The first sound we hear on this morning is not the chanting of monks or pilgrims but the unison shouts of soldiers returning to barracks behind our hotel. In the grounds their riot gear is laid out - for inspection or easy access? The riots in Lhasa in early 2008 also sparked protests here. It's alleged that 19 people died, but some think more. It's hard to know what tensions exist here - all seems peaceful and tourists have been allowed back since last July - but the town is visibly divided into three parts. There's the old Tibetan side, the Hui Muslims in the middle and Han Chinese at the other end, where big new buildings are going up. There are CCTV cameras on the main street and soldiers' barracks dotted about the valley.

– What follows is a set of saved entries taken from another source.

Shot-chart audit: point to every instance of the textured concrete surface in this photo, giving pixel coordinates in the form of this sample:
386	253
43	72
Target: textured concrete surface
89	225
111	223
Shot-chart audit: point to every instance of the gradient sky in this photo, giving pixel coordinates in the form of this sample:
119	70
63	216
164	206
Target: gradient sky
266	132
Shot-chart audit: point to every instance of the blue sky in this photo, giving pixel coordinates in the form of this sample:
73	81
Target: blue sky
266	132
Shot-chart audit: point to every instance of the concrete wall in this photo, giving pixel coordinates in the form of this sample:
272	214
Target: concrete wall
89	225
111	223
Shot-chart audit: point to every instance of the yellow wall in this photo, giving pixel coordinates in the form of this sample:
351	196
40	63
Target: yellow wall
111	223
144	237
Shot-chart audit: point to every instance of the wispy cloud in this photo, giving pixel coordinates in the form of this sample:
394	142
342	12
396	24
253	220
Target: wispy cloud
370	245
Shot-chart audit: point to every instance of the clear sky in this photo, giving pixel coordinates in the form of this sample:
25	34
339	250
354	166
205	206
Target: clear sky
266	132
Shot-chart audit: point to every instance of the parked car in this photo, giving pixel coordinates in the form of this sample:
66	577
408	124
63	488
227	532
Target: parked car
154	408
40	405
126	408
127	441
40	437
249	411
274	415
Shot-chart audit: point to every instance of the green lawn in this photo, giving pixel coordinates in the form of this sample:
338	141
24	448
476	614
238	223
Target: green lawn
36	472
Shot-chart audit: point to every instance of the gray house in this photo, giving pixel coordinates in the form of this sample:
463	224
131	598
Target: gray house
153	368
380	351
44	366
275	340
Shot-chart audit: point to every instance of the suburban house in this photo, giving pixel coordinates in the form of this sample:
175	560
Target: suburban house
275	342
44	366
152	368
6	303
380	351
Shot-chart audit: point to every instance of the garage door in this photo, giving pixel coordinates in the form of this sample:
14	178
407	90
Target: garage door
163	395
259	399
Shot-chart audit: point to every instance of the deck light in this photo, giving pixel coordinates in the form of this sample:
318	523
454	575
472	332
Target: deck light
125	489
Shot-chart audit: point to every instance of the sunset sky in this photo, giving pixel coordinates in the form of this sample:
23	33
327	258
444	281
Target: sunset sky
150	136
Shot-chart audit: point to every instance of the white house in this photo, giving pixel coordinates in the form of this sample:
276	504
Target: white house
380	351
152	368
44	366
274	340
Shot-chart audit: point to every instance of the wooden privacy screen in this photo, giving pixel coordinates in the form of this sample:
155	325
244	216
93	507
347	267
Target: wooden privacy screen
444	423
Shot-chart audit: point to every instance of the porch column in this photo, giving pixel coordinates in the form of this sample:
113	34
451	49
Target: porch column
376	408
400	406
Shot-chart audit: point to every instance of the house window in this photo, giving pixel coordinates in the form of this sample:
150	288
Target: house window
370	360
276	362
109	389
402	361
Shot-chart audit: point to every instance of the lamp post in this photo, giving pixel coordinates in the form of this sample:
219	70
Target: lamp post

The monastery is a huge complex of several temples, college buildings and hundreds of monks' houses. There's a constant stream of weary pilgrims circulating, uttering prayers, fingering prayer beads and turning prayer wheels. The air is thick with prayers. Most of the pilgrims are in traditional Tibetan dress - layers and layers and thick (yak-skin?) overcoats with overlong sleeves. Many of the women wear striped aprons, heavy jewellery and a face mask - to protect from dust/sun/cold. It's a fascinating ancient ritual but the pilgrims look shockingly poor and scruffy, with thin weather-beaten faces, compared to the well-dressed monks in clean maroon robes, good shoes and their chubby well-scrubbed faces. But that's how it always is. We meet a young monk, Gedun, who wants to practise his English. He's from a herder's family in Qinghai, the province northeast of Tibet. He studies Buddhist philosophy, and will do for many years to come. We meet him for tea a couple of times and talk about life, the universe and, uh, Barack Obama. When we ask about the monks with gold watches, and mobile phones , laden with shopping or tucking into big meals in some of the nicer restaurants in town, Gedun explains that many come from wealthy families and have "business in China". This makes it even more difficult to watch pilgrims kow-towing to monks in the street.
The surrounding landscape is dry and almost treeless. There are grassy hills on both sides of the valley leading to distant snow-capped mountains. Farther off up the valley are vast expanses of grasslands, but it's late in the year now and the herders have returned to their villages. The weather is perfect for walking and we climb to a peak with prayer flags, in the middle of a horseshoe ridge that gives extensive views all around. From up here we can see a longer ridge across up the valley, which we attempt the next day. The days are sunny but cool, but it feels warmer up on the ridges than down in the town. These are our first long walks since we left India and they're wonderful. Sitting in the long brown grass, looking down on minuscule villages fills us with an exhilarating joy. We have found a beautiful and untouched part of China at last.Back in the monastery we meet Andrea and Gerhard, two German cyclists who have come across from Uzbekistan. They fill us with Bicycle Fever. Like all cyclists, they seem to be always eating. With them, we witness the daily assembly of monks, all in their yellow hats, for morning prayers. It makes for great photos. If only we could capture the babbling chants and conch shell hoots as well. At night it's freezing and we wonder how long Andrea and Gerhard can go on in this severe climate. We are struggling to cope with long cold nights in our hotel - it would be perfect if there was heating and reliable hot water, but only on our fifth and last night do we get both.